The door hissed. A guard stepped in. Black uniform, boots that tried to be quiet. His gun smelled like recently cleaned metal and old oil. His fear smelled like overripe fruit. I didn't know how I knew that—only that my senses had rearranged themselves into a new instrument and my mind had learned how to play it overnight.

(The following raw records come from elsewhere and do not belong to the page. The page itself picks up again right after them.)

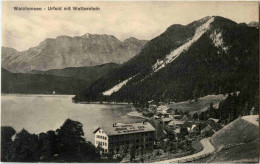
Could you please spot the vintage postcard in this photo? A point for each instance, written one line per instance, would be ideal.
(130, 82)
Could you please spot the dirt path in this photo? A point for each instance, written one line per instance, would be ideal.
(208, 149)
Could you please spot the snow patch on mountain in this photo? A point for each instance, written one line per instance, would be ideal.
(176, 53)
(218, 41)
(116, 87)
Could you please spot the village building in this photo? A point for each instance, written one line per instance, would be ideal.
(116, 136)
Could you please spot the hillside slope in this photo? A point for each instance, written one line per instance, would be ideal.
(242, 136)
(209, 56)
(238, 131)
(66, 51)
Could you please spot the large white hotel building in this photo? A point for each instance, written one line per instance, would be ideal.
(111, 138)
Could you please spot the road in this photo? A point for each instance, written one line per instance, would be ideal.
(208, 149)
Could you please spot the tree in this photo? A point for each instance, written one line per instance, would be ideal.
(25, 148)
(48, 145)
(132, 152)
(183, 132)
(196, 93)
(71, 143)
(195, 116)
(7, 133)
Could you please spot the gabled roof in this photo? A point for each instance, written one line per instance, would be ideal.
(120, 129)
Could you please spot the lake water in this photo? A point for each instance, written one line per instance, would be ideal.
(40, 113)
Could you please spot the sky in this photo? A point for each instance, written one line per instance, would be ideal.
(142, 20)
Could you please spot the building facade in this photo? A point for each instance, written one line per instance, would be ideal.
(121, 136)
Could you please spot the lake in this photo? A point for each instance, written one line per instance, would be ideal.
(40, 113)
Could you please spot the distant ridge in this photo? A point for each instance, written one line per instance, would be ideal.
(65, 51)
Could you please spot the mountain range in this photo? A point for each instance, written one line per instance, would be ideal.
(65, 51)
(62, 81)
(208, 56)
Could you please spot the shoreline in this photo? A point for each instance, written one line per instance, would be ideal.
(136, 114)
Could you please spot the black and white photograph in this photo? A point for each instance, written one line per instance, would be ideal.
(130, 81)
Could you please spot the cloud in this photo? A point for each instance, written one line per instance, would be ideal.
(143, 20)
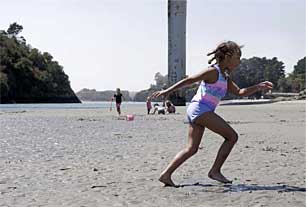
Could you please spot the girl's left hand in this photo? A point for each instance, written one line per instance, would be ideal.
(265, 85)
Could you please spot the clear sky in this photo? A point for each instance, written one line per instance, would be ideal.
(105, 44)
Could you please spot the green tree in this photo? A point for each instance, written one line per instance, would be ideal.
(14, 29)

"Up," he said in German. "Inspections."

I understood him as if the words had been pre-installed. Around me, sixteen bodies moved in a choreography learned by hunger. The kid nearest the door—tall, shoulders like a locker, eyes too old—sat up without hurry. Another kid in the far corner kept his eyes closed a fraction longer than a blink because if he looked at the guard too long, he'd punch him. A girl with hair like burnished wire swung her legs out of bed and made a face at the cold. She radiated heat without burning. Every personality in the room had gravity.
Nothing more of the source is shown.